Thread: Pythagorean Theorem Question Problem

So we have been working on the Pythagorean Theorem and in this weekend's homework the following question was on the sheet.

"The lengths of the three sides of a right triangle are consecutive integers. Find them."

There was no other info. What does the question mean? What are "consecutive integers"?

I don't want anyone to do my homework, I just want help figuring out what this question means.

consecutive integers is any set of three numbers where the difference between each sucessive element is equal to one.

ie (1,2,3) or (4,5,6) or (21000 ,21001 ,21002) etc.

hence they want you to work out the lengths of the three sides of your triangle such that the lengths of the sides is one unit longer, or possibly shorter, than the previous length you used.

and of course the Pythagorean Theorem must still apply.

And a big hint is that there is only one Pythagorean triple made up of consecutive integers. mmm, so what is the standard pythagorean triple everyone knows?

Obviously not everyone knows...

I'll help narrow it down, the highest of the three numbers is less than 25.

It's always ued as an example so if you were to use a search engine.....

And my pythagorean triple of the day is (21, 220, 221)

interesting... let me think first

and todays pythagorean triple is (231, 520, 569)

There's also 33 44 55 - 333, 444, 555 - 3333,4444,5555 - etc etc.. :wink:

Originally Posted by river_rat

And a big hint is that there is only one Pythagorean triple made up of consecutive integers. mmm, so what is the standard pythagorean triple everyone knows?

Ya, well, I think you are being a bit unfair to the OP. Suppose, for example, you dont know the obvious Pythogorean triple referred to (most house builders do, by the way), how would one deduce it?

Other than trial and error, I cannot see how it could be done.
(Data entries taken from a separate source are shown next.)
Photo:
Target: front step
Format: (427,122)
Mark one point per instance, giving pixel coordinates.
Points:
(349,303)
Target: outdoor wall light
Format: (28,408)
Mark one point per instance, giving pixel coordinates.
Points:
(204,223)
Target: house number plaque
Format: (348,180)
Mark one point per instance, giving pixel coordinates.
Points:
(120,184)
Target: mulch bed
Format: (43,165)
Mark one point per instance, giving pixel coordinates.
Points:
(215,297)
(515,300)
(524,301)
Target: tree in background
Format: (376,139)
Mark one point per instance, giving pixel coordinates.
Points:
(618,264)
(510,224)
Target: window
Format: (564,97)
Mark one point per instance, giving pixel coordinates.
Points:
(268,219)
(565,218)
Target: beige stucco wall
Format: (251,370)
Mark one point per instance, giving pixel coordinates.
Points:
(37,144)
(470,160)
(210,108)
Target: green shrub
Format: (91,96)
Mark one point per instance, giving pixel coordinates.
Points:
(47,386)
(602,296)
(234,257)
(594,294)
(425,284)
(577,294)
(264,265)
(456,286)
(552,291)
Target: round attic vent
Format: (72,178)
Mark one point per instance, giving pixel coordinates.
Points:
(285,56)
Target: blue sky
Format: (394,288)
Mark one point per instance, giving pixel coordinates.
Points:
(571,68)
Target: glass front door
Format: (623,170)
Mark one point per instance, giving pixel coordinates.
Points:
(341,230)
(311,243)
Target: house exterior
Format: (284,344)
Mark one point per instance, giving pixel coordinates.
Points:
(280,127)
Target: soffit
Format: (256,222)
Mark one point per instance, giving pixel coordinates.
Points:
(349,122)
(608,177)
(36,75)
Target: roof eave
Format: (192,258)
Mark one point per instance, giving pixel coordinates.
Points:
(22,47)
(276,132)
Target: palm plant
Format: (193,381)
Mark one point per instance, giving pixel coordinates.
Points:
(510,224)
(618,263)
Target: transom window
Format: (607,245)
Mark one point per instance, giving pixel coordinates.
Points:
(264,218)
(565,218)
Is there a way? I don't see it yet.

You don't need trial and error. Three consecutive integers look like n, n+1, n+2 for some integer n. Use the condition these are a Pythagorean triple.
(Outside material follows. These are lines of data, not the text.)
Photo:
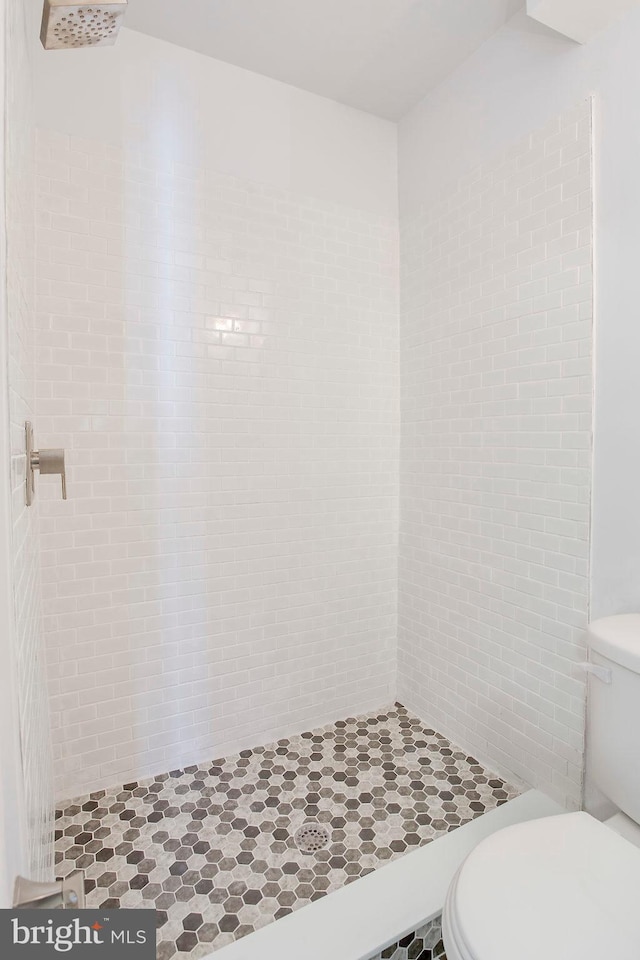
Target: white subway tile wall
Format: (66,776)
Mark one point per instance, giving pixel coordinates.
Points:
(20,234)
(496,332)
(220,361)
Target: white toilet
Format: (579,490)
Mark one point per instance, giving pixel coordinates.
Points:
(567,887)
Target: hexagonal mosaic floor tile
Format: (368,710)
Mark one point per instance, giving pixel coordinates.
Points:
(214,847)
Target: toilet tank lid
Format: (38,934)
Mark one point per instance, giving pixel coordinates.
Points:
(617,639)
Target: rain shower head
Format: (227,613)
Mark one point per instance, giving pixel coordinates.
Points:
(68,25)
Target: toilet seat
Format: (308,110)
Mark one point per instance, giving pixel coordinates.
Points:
(562,888)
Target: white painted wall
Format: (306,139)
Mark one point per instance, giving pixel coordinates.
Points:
(515,83)
(217,262)
(145,94)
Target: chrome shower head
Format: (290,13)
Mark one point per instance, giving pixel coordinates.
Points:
(68,25)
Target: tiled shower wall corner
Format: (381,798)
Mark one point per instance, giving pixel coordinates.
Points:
(496,321)
(219,360)
(20,232)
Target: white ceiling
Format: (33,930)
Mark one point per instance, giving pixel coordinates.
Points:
(382,56)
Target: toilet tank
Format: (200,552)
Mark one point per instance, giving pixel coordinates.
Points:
(613,712)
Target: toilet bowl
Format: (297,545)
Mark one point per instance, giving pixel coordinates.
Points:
(567,887)
(561,888)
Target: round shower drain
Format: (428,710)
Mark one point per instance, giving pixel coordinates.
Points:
(311,837)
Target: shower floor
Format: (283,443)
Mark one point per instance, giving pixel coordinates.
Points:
(212,847)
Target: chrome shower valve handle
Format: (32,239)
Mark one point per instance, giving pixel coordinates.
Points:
(49,462)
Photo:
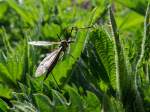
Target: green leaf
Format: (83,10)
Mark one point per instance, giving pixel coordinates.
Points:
(3,106)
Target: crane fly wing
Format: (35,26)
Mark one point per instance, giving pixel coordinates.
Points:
(43,43)
(48,63)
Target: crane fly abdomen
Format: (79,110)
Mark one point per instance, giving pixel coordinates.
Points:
(48,63)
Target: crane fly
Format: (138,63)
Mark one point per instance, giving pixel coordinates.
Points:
(49,62)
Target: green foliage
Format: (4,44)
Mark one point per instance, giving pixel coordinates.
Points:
(107,68)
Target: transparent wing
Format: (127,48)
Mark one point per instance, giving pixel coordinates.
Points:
(43,43)
(47,62)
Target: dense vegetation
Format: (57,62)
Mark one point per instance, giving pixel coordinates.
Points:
(106,69)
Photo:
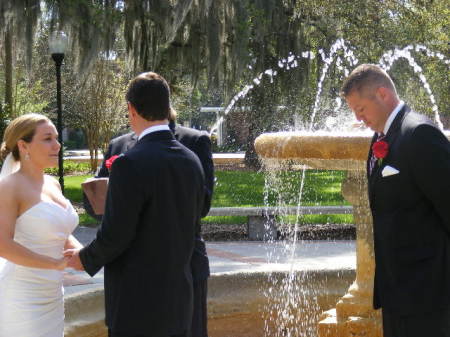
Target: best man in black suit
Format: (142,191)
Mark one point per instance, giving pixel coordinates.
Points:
(146,239)
(200,143)
(409,195)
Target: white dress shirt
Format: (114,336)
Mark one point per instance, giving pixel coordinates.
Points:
(392,116)
(154,128)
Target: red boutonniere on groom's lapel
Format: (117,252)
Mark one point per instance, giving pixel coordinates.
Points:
(109,162)
(380,150)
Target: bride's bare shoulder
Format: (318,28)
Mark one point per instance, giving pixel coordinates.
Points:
(52,181)
(10,186)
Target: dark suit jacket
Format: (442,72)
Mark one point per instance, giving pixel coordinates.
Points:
(199,143)
(117,146)
(146,239)
(411,218)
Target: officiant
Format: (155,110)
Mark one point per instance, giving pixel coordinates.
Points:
(199,143)
(408,172)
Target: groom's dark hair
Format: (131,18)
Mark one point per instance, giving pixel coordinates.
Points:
(149,94)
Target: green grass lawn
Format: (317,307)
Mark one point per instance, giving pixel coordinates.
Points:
(246,189)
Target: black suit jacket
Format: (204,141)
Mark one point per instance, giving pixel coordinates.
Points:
(117,146)
(146,239)
(199,143)
(411,218)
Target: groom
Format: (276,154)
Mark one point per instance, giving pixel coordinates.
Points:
(146,239)
(408,172)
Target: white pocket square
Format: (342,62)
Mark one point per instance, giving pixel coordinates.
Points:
(389,171)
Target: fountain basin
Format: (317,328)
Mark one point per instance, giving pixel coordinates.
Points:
(236,302)
(322,150)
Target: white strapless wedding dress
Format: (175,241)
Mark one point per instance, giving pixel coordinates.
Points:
(31,299)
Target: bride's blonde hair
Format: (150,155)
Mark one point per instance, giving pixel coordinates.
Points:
(23,127)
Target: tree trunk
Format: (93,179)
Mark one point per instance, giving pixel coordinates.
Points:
(8,75)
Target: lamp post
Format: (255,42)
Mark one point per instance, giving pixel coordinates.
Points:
(58,45)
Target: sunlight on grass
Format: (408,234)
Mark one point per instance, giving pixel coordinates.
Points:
(246,189)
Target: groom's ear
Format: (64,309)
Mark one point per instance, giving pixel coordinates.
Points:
(22,145)
(132,110)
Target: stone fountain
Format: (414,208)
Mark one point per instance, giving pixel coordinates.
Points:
(353,315)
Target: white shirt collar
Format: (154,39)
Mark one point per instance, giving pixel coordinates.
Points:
(153,128)
(392,116)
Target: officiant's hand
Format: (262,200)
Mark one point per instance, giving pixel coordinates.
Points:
(74,261)
(61,264)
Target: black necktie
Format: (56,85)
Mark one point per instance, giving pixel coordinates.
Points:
(373,159)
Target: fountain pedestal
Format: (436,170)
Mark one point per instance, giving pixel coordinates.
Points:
(354,315)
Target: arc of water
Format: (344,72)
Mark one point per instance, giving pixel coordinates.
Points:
(388,59)
(291,62)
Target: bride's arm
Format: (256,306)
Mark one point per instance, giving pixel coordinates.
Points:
(11,250)
(72,243)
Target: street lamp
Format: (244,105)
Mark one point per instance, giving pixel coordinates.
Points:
(58,44)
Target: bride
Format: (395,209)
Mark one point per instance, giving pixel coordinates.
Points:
(36,223)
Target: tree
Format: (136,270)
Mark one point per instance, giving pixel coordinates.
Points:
(99,108)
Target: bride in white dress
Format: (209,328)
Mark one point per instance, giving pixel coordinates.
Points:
(36,223)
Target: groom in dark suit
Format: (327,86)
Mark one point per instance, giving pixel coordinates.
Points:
(408,172)
(146,239)
(199,143)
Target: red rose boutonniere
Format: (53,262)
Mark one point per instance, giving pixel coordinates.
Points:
(380,150)
(109,162)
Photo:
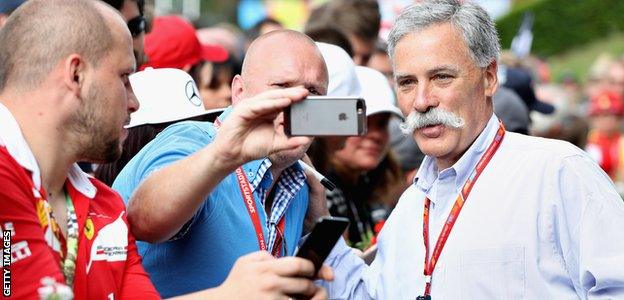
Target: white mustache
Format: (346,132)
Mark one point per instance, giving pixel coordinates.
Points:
(434,116)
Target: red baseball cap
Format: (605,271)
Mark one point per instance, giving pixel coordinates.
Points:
(606,102)
(172,44)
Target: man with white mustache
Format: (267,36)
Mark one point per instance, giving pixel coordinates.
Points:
(490,214)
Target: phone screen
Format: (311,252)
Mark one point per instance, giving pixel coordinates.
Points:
(322,239)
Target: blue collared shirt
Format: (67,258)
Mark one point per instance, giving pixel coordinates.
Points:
(542,222)
(202,254)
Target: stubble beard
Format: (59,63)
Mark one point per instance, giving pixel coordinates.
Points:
(99,143)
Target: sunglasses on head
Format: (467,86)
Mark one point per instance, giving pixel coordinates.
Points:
(136,25)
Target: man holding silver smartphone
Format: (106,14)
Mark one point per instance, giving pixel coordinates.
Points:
(203,195)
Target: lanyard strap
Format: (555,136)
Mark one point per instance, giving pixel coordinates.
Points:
(69,264)
(250,205)
(459,203)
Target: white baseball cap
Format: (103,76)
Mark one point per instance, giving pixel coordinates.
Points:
(165,95)
(341,69)
(376,92)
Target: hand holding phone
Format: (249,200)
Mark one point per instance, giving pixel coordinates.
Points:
(326,116)
(322,239)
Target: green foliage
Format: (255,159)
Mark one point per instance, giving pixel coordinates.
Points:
(561,25)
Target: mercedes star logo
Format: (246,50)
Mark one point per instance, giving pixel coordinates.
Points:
(192,94)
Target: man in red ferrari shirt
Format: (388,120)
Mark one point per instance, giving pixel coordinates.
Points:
(65,97)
Jeez, that was dumb of me, just get it in quadratic form, thus:

n² + (n + 1) ² = (n + 2)²

2n² + 2n + 1 = n² + 4n + 4

n² - 2n - 3 = 0

and solve for n using the quadratic equation formula we learned in school

The same trick shows that there is only one triple consisting of consecutive integers

Well, technically, there are 2 roots to the quadratic, but of course only one of them yields a right triangle, which is what the OP was concerned with.

Does anybody think there might be another universe out there where you can make a rightangled triangle with sides 5,5,5 ? :-D

What on Earth are you talking about? The roots of n² - 2n - 3 = 0 are 3 and -1. Where does 5 come into it? Have I missed your point?
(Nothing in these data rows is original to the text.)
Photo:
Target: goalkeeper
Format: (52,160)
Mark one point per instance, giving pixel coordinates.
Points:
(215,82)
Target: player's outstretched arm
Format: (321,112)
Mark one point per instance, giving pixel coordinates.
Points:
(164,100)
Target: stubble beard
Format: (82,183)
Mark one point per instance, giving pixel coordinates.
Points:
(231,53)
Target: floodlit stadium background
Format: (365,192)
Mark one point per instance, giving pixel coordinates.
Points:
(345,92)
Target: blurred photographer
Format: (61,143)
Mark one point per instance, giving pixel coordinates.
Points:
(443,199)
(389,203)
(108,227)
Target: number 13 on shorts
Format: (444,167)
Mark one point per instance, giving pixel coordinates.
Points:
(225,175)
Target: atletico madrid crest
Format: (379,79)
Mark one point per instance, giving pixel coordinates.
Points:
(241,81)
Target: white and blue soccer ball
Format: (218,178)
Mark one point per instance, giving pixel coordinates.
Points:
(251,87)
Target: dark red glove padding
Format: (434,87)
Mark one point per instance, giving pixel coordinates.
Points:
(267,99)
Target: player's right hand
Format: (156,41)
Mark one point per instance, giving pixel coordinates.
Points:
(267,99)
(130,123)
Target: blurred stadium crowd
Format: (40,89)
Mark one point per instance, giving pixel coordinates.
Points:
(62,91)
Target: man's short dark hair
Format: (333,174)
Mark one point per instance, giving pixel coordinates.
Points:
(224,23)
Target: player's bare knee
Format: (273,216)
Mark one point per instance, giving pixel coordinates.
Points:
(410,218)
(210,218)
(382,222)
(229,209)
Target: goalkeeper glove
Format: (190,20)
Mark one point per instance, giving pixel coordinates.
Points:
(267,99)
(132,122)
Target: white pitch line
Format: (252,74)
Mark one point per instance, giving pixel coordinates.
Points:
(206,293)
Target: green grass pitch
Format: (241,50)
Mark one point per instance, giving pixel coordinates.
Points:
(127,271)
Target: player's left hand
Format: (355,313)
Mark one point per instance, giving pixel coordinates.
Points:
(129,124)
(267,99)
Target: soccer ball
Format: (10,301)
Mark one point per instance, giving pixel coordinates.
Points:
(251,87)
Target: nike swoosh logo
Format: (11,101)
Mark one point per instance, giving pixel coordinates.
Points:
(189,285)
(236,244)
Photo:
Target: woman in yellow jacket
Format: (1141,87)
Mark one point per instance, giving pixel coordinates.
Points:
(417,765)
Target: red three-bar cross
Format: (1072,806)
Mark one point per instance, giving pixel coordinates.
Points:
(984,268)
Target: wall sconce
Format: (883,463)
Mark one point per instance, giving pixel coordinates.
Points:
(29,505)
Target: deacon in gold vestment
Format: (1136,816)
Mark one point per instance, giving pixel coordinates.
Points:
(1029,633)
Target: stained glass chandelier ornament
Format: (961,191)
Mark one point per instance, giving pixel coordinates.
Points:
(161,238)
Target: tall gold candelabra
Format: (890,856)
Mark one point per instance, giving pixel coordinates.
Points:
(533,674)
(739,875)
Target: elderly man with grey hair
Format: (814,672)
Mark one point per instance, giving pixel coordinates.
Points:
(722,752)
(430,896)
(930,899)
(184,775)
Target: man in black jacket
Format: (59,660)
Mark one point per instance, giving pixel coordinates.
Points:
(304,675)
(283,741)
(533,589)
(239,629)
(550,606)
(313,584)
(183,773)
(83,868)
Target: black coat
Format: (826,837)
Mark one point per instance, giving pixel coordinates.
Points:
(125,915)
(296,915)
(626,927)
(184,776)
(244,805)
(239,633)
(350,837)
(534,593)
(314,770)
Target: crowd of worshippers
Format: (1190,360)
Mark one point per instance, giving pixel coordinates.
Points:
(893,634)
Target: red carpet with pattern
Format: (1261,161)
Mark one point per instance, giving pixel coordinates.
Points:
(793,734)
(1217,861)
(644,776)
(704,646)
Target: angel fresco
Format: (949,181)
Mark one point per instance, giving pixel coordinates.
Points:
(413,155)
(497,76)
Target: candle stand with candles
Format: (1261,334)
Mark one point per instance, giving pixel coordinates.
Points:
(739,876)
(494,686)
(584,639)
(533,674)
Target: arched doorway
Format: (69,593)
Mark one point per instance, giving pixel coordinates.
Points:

Yes you have missed it, pythagorus works in our universe but is there another where a perfect r.a.t. might be 5,5,5 ?

it was err... humor..

Ya, not feeling humourous today, sorry old bean.

In fact there is a universe where 5, 5, 5 makes a right triangle, it's called a non-Euclidean manifold. Here, the internal angles of a triangle sum to more than 180 degrees, so I'm not sure what a right triangle means here. But. It just so happens we inhabit such a manifold, it's called space-time.